5. COMMENTAIRES DE LA FRANCE
(37) Les autorités françaises ont formulé dans deux lettres une réponse à la décision de la Commission d'ouvrir la procédure prévue à l'article 88, paragraphe 2, du traité. Ces lettres, à savoir: a) la lettre du 4 septembre 1998 et b) la lettre du 29 juin 1999, sont résumées ci-dessous.
5.1. Lettre du 4 septembre 1998
(38) Dans leur réponse du 4 septembre 1998 relative à l'ouverture de la procédure, les autorités françaises font observer que le rabais accordé aux entreprises du secteur de la papeterie faisant l'objet de la présente procédure ne relève pas de la notion d'aide d'État au sens de l'article 87, paragraphe 1, du traité pour les raisons suivantes.
(39) D'après les autorités françaises, la stratégie commerciale faisant l'objet de la présente procédure résulte d'une décision propre de l'entreprise et n'est dictée par aucune mesure, décision ou incitation ayant pour origine les pouvoirs publics français.

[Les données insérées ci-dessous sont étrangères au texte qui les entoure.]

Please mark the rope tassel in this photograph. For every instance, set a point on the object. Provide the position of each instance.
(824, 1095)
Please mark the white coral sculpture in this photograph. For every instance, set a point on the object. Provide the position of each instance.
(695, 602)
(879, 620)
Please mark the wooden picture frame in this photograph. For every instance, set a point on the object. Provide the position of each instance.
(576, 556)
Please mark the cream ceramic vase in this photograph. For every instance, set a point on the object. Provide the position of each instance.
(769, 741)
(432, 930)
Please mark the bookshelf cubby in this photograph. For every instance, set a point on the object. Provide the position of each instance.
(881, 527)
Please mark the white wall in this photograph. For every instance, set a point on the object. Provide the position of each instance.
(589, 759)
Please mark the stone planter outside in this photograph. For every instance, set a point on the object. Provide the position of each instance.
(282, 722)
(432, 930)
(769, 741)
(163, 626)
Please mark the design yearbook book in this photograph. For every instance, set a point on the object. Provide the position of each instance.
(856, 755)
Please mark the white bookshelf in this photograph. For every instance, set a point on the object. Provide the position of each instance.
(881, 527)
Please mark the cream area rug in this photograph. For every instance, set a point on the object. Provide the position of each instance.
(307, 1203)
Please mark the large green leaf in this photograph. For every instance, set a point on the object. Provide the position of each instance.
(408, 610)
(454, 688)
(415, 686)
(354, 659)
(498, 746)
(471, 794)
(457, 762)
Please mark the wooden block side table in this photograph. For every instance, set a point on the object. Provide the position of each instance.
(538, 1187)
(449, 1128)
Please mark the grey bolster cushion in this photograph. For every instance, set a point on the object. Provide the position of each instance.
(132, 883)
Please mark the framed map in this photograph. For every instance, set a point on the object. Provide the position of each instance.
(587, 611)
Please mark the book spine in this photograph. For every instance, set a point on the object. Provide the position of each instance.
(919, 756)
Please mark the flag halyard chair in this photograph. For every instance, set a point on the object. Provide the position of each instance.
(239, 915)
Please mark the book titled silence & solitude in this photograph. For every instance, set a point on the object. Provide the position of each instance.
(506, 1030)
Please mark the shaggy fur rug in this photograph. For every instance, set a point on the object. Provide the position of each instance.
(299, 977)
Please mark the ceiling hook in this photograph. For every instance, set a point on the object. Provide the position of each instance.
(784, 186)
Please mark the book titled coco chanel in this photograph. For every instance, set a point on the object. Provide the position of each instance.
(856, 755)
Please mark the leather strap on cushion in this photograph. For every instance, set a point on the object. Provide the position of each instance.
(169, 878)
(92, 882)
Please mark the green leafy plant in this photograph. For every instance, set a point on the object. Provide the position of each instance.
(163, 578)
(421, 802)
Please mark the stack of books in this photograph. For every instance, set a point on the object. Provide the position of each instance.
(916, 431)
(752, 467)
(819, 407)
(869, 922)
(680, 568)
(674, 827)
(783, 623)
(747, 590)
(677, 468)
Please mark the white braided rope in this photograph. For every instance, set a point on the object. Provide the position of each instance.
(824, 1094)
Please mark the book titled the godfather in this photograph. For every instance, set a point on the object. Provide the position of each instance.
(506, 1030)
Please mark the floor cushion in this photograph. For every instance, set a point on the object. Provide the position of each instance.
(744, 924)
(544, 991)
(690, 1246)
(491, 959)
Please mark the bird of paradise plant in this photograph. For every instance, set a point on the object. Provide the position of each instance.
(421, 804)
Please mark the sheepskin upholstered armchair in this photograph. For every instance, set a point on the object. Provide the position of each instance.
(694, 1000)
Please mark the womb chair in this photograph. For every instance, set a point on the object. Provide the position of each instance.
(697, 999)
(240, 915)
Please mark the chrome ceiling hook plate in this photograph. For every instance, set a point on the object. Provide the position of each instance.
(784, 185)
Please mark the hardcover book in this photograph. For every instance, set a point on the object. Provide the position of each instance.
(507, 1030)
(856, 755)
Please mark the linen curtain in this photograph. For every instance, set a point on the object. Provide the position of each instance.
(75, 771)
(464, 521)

Le fait pour l'État français de détenir 100 % du capital d'EDF ne suffit pas pour lui imputer ipso facto la responsabilité pour des actions commerciales d'une envergure limitée, telle que celle ici en cause.
(40) À l'instar de toute entreprise d'électricité, publique ou privée, les autorités françaises affirment qu'EDF a un intérêt commercial légitime à encourager le développement de technologies et d'équipements susceptibles de stimuler la demande en électricité et de créer de nouveaux débouchés pour la production de son entreprise. Ce rabais sur la surconsommation ne saurait être qualifié de tarif préférentiel. D'après les autorités françaises, il constitue une pratique commerciale courante et légitime qui est basée sur des critères objectifs et non discriminatoires.
(41) Ensuite, les autorités françaises font remarquer que les prix pratiqués pour la consommation totale des sites industriels concernés sont calculés de manière à couvrir, et couvrent effectivement, la totalité des coûts des contrats en question. Or, la Commission se borne à calculer l'effet du rabais en question sur la seule surconsommation. Selon les autorités françaises, cette approche ne semble pas être conforme au principe de l'opérateur en économie de marché. Elles estiment que la Commission ne saurait établir qu'un opérateur en économie de marché, placé dans la position d'EDF, s'assurerait de la rentabilité de chacun des éléments d'une relation commerciale donnée avec un consommateur industriel. De toute façon, s'agissant du prix relatif à la surconsommation, les autorités françaises maintiennent que les rabais ont été calculés de telle sorte qu'ils aboutissent à la fixation d'un prix qui couvre non seulement la totalité des coûts variables mais aussi environ 50 % des coûts fixes.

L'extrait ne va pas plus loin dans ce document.